Variable length data processing method of Python dataloader

Time:2021-6-11

This official document has made it clear how to customize dataset classes in Python and how to use dataloader to load data iteratively. I won’t go into details here.

Now the question is:Sometimes, especially for NLP tasks, the input data may not be of fixed length. For example, the length of multiple sentences will not be consistent. At this time, when using dataloader to load data, sentences of variable length will be randomly segmented, which is definitely not OK.
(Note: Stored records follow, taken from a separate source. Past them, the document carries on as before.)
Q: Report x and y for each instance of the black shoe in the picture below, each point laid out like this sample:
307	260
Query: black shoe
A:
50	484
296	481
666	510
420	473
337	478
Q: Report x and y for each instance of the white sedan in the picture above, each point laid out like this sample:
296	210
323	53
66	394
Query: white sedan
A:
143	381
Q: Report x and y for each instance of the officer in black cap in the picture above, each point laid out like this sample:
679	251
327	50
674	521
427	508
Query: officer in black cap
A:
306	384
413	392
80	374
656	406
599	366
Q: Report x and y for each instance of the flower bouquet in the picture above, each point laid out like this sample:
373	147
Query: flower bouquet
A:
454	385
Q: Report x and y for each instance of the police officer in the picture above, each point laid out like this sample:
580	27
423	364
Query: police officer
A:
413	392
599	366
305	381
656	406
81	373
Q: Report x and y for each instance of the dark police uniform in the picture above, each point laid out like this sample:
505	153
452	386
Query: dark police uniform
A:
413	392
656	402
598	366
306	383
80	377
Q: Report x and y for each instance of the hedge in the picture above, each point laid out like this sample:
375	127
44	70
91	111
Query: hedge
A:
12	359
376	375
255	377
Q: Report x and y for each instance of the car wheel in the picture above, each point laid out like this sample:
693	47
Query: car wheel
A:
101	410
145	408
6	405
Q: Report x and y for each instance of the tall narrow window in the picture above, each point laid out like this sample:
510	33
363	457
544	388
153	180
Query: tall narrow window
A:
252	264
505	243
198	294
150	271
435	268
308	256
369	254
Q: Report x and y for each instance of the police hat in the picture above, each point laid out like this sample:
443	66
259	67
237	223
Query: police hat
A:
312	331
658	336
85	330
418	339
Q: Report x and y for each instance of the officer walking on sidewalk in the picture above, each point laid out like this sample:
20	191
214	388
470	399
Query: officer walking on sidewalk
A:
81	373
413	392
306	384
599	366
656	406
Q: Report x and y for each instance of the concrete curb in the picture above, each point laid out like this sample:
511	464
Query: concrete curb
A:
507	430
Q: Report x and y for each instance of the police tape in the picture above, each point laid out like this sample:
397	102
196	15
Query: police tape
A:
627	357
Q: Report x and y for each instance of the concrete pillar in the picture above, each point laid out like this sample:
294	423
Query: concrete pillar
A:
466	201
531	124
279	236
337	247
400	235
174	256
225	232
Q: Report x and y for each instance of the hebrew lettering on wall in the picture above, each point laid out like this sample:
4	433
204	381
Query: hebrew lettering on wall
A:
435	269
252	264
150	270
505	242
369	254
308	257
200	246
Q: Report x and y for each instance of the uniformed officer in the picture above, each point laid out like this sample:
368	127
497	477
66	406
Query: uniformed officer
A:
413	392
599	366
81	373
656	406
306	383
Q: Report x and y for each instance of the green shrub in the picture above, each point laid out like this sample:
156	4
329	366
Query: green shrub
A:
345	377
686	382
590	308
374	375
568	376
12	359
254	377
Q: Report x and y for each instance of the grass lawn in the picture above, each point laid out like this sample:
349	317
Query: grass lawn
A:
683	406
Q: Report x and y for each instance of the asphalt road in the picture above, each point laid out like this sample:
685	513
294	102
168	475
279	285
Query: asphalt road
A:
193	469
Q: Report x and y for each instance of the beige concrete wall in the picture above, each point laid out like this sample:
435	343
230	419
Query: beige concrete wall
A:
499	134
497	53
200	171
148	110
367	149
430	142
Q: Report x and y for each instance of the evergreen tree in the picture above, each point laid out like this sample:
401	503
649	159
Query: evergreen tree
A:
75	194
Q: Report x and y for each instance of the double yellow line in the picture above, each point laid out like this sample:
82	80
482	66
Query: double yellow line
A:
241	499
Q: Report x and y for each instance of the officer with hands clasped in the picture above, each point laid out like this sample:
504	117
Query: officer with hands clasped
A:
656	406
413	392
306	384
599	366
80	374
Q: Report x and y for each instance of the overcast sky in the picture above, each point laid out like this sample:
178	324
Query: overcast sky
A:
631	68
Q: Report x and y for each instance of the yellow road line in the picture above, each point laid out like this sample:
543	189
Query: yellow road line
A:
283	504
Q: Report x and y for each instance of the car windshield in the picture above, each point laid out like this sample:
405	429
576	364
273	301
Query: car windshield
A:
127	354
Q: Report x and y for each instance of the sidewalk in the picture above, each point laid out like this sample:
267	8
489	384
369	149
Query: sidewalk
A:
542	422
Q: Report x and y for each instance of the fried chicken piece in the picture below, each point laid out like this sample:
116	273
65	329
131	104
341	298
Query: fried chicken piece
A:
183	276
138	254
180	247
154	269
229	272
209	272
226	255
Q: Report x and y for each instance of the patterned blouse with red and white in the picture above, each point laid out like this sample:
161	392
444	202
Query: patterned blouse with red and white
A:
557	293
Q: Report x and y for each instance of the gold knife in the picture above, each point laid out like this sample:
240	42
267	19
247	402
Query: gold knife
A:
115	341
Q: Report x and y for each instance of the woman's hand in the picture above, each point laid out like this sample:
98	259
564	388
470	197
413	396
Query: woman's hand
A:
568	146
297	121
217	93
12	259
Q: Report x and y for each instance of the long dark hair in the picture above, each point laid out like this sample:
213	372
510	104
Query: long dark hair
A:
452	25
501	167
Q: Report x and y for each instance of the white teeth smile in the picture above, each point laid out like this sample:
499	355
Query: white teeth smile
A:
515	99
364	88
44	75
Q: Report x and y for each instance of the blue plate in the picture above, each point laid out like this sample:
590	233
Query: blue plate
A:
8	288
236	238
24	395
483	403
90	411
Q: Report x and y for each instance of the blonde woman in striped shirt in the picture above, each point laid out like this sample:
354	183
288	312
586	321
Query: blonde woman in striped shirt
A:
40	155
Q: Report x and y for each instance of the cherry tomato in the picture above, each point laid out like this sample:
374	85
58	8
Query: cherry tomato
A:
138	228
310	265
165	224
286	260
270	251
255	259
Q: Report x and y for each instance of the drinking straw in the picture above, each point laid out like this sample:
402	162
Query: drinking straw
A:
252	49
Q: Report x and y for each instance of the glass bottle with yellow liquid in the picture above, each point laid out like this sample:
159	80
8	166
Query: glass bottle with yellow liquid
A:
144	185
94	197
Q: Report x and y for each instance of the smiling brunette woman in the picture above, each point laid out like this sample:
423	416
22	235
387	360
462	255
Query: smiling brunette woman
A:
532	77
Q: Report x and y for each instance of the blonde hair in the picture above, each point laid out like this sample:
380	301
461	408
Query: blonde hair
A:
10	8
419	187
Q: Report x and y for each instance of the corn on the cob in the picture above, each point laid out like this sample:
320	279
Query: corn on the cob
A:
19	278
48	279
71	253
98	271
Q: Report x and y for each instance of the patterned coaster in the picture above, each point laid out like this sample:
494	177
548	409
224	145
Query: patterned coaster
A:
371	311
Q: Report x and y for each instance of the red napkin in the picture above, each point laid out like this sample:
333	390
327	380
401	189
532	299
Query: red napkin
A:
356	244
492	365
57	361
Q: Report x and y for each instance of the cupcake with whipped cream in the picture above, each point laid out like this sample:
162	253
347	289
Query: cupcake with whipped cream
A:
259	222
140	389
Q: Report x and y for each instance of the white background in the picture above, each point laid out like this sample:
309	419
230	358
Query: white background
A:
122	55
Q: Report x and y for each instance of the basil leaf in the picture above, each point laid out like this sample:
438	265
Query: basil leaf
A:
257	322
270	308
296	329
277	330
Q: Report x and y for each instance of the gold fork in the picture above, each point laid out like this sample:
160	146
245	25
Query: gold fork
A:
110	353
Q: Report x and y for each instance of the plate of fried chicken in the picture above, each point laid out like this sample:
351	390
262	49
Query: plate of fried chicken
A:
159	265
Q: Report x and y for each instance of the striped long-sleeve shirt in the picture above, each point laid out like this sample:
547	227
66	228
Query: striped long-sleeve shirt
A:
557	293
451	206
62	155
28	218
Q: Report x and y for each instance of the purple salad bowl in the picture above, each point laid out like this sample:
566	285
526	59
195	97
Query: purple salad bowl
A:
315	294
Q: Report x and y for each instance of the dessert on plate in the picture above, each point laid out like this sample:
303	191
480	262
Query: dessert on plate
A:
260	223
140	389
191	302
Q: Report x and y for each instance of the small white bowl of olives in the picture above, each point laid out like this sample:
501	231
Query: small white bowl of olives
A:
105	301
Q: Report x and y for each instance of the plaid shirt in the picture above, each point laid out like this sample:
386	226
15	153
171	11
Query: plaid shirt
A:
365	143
resolventIs to override the collate of dataloader_ fnThe specific methods are as follows:

#If each sample is:
sample = {
	#The ID of each word in a sentence
	'token_list' : [5, 2, 4, 1, 9, 8],
	#Results y
	'label' : 5,
}


#Rewrite collate_ FN function, whose input is the sample data of a batch
def collate_fn(batch):
	#Because token_ List is a variable length data, so you need to use a list to load the token of the batch_ list
  token_lists = [item['token_list'] for item in batch]
  
  #Each label is an int. we take out all the labels in the batch and reassemble them
  labels = [item['label'] for item in batch]
  #Converting labels to tensor
  labels = torch.Tensor(labels)
  return {
    'token_list': token_lists,
    'label': labels,
  }


#When using dataloader to load data, pay attention to collate_ The FN parameter passes in an overridden function
DataLoader(trainset, batch_size=4, shuffle=True, num_workers=4, collate_fn=collate_fn)

Using the above method, we can ensure that the dataloader can load a batch of data, and the loaded data is the rewritten collate_ FN function returns the dictionary.

The above pytorch dataloader variable length data processing method is the whole content shared by Xiaobian. I hope it can give you a reference, and I hope you can support developer more.